Die auf Seite 159 als Beispiel für Chaos angegebenen Zahlenfolgen sind falsch, wie man beim Nachrechnen feststellt. Der Imaginärteil einer komplexen Zahl a+bi ist b und nicht bi (Seite 165). Die Ableitung einer reellen Funktion in einem Punkt gibt die Steigung der Tangente an, nicht die "Stellung der Kurve" (Seite 174). "Nun dehnt man die Tangente solange aus, bis sie die x-Achse schneidet" (Seite 174) – die Arbeit kann man sich sparen, denn die Tangente ist, wie Peterson wenige Zeilen zuvor schreibt, eine Gerade und deshalb ganz von alleine unendlich ausgedehnt. Die Reihe der Beispiele ließe sich fortsetzen. Nirgends wird ein Gedankengang präzise und vollständig durchgeführt. Der Inhalt des Buches soll offenbar nur konsumiert, aber nicht denkend durchdrungen werden. Peterson findet alles "aufregend", "faszinierend" oder "interessant". Um zu erfahren, was Mathematik ist und warum sie so faszinierend ist, muß man selber ein bißchen Mathematik betreiben. Aber der Leser wird kaum zu eigenem Nachdenken angeregt.

Die vereinten Kräfte von Übersetzer und Lektorin haben nicht hingereicht, wenigstens den groben Unsinn zu eliminieren. Ein Beispiel ist das Kapitel über Turing-Maschinen (ab Seite 202), in dem vieles so mißverständlich oder falsch formuliert ist, daß einem vor dem Gedanken graut, unbedarfte Leser könnten das für bare Münze nehmen.

Für welchen Leserkreis wurde das Buch geschrieben? Mathematiker werden die faulen Stellen erkennen und sich das Richtige denken können, vielleicht auch den einen oder anderen Hinweis auf neuere Entwicklungen abseits ihres eigenen Spezialgebietes mit Interesse aufnehmen. Interessierte Laien werden, wenn sie sich von den stilistischen Mängeln nicht abschrecken lassen, zweifellos einen Eindruck davon bekommen, womit sich Mathematiker befassen und warum manche Leute Mathematik so faszinierend finden; aber sie werden hinnehmen müssen, daß sie vieles falsch oder gar nicht verstehen.

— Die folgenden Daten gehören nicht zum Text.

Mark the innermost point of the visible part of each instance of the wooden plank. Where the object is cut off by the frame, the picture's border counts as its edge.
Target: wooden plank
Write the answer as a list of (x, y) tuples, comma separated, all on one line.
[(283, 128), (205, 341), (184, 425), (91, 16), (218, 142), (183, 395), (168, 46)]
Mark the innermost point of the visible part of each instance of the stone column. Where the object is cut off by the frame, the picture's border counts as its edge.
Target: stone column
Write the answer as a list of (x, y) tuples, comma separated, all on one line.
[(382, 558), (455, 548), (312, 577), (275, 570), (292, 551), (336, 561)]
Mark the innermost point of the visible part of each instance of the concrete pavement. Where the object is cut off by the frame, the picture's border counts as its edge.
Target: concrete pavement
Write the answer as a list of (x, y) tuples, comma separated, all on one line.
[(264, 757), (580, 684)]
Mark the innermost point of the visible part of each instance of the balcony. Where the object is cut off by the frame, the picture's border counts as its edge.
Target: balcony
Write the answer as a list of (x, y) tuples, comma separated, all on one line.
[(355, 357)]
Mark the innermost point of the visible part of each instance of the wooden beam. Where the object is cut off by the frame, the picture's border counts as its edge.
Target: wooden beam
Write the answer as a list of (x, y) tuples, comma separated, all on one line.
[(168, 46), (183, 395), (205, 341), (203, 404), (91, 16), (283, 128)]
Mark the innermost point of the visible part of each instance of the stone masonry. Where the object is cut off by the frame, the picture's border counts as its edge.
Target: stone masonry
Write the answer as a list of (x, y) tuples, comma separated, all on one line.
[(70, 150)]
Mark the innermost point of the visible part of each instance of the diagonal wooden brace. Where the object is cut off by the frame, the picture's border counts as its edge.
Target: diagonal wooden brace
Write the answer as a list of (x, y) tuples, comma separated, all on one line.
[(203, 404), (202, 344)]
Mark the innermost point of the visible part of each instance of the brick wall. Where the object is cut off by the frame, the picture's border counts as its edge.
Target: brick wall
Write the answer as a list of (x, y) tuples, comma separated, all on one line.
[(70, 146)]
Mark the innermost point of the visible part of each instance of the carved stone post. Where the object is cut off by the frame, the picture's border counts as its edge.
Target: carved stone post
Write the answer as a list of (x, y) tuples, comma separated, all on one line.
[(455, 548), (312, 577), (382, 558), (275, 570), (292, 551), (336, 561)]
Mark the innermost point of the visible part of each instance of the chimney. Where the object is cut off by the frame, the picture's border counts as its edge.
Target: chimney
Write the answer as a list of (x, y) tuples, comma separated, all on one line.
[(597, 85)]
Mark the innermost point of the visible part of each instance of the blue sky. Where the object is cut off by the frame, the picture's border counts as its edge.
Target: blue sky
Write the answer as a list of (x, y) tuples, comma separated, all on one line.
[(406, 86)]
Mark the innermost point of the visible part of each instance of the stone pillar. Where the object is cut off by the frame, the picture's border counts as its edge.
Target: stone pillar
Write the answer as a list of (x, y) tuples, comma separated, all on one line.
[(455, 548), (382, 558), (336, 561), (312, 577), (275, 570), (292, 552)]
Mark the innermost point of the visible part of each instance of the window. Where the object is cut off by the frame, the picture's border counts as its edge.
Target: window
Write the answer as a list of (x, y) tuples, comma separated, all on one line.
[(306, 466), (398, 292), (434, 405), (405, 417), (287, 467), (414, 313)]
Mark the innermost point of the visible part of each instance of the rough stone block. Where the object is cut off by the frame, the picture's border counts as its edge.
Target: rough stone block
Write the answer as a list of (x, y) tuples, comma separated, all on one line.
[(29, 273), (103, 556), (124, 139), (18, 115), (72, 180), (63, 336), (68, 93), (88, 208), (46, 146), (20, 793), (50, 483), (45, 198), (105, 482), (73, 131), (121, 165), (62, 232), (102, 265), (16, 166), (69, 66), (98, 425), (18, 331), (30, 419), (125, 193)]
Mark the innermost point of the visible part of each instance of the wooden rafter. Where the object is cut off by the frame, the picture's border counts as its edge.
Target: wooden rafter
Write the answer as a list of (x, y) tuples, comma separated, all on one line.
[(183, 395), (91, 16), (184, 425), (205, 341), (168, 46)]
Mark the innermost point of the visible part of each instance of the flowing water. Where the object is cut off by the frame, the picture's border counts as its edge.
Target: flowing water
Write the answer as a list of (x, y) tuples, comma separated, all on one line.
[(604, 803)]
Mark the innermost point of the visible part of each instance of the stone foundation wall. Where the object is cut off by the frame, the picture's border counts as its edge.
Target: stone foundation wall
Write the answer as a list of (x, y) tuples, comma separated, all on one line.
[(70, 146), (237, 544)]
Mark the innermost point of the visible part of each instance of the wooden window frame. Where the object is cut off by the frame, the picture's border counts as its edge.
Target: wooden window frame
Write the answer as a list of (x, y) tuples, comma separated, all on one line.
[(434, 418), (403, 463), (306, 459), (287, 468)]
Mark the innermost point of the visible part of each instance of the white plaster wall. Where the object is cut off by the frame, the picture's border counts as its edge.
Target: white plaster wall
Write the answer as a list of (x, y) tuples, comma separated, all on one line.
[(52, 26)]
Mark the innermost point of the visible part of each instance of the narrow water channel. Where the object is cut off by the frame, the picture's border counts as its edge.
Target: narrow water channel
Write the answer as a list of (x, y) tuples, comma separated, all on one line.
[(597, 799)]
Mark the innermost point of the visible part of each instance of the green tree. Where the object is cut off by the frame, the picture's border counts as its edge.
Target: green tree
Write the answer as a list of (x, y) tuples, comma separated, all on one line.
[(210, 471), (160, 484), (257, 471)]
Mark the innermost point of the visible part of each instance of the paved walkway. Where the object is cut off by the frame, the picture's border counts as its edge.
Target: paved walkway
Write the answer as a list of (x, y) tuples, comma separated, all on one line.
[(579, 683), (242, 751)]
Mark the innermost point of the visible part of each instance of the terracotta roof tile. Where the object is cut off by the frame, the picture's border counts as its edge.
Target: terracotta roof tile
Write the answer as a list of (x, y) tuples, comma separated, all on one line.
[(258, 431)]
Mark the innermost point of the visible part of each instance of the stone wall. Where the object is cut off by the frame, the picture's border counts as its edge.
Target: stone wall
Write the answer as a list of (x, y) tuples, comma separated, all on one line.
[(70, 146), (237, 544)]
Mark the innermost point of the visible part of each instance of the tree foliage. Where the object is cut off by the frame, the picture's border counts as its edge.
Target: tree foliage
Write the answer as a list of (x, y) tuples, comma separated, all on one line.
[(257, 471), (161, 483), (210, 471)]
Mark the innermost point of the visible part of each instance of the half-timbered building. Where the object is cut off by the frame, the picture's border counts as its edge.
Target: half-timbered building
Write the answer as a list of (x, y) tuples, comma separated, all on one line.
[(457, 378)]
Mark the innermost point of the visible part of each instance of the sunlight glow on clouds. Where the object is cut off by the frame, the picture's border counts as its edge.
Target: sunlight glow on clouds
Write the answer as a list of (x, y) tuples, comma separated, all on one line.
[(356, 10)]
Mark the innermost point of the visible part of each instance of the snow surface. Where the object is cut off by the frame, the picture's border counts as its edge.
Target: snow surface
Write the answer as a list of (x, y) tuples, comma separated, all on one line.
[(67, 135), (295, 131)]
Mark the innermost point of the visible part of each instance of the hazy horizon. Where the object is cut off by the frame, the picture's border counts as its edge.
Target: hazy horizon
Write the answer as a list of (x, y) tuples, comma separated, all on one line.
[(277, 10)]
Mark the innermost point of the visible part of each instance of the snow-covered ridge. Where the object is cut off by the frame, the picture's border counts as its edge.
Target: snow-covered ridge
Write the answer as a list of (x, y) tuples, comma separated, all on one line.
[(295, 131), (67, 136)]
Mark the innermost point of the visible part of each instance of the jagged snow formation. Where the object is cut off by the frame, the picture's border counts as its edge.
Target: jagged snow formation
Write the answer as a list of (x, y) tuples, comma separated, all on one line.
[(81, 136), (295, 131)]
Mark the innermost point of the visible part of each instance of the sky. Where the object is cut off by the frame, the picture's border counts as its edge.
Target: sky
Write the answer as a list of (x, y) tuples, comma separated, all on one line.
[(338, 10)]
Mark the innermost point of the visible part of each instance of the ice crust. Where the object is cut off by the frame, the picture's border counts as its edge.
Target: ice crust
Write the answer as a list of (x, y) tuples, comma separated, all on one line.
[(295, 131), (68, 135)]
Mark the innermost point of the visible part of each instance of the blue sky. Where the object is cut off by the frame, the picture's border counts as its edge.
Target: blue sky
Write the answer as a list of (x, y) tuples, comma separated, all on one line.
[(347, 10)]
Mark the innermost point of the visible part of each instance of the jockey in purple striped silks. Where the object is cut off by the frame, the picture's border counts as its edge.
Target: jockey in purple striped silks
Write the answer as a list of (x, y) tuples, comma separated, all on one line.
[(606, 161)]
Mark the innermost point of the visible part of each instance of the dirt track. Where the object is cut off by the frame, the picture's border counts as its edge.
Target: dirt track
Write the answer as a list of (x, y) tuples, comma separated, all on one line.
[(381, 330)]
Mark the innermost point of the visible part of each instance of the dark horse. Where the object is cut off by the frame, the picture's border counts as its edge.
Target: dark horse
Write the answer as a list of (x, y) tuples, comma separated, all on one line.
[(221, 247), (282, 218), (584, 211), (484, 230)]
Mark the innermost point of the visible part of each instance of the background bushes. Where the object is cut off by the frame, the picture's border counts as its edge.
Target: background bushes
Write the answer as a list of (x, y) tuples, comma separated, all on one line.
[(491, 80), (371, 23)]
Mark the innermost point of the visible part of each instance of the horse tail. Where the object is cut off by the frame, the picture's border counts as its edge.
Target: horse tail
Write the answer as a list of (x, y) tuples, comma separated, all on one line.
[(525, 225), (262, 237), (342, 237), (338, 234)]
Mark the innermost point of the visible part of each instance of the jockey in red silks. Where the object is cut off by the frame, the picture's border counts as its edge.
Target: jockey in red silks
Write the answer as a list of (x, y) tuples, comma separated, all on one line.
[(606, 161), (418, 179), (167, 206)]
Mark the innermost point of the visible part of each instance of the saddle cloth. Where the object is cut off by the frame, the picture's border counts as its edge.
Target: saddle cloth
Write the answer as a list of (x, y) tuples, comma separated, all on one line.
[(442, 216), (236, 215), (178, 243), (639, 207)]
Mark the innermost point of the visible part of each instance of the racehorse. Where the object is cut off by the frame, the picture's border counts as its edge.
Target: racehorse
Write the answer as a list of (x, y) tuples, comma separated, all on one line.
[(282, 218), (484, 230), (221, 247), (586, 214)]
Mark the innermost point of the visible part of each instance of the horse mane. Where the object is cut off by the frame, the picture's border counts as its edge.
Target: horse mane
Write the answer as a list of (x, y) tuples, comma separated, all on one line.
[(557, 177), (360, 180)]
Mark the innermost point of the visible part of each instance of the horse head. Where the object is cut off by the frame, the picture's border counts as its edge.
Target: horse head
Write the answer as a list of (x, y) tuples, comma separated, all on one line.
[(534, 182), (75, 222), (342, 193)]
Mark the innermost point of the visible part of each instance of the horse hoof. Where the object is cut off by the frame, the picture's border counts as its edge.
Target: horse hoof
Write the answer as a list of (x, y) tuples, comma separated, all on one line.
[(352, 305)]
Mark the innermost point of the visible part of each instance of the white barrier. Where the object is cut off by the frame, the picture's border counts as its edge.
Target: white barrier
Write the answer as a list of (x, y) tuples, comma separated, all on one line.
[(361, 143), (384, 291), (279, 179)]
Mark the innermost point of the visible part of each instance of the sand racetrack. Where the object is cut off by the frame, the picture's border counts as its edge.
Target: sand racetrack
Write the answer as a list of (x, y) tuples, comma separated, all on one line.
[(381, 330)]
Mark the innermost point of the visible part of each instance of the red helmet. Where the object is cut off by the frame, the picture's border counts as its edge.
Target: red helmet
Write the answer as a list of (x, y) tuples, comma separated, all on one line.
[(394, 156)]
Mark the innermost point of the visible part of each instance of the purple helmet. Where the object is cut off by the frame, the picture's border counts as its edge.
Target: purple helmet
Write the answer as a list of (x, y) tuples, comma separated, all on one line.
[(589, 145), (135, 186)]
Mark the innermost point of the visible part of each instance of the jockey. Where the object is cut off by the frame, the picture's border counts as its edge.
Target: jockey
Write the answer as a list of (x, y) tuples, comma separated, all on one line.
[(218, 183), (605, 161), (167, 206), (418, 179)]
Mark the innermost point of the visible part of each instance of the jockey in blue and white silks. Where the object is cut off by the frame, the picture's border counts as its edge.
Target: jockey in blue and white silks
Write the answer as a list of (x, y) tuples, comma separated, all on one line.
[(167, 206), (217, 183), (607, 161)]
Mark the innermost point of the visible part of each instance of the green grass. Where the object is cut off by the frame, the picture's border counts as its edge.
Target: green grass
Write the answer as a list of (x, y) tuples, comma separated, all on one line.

Es fehlt auch ein Index, was sich insbesondere deshalb störend bemerkbar macht, weil viele Kapitelüberschriften keinen Hinweis auf den Inhalt enthalten. Loben kann man jedoch die nach Kapiteln gegliederten Literaturhinweise: Hier findet der Nichtmathematiker viele Hinweise auf gute, auch für ihn verständliche Bücher und Zeitschriftenartikel.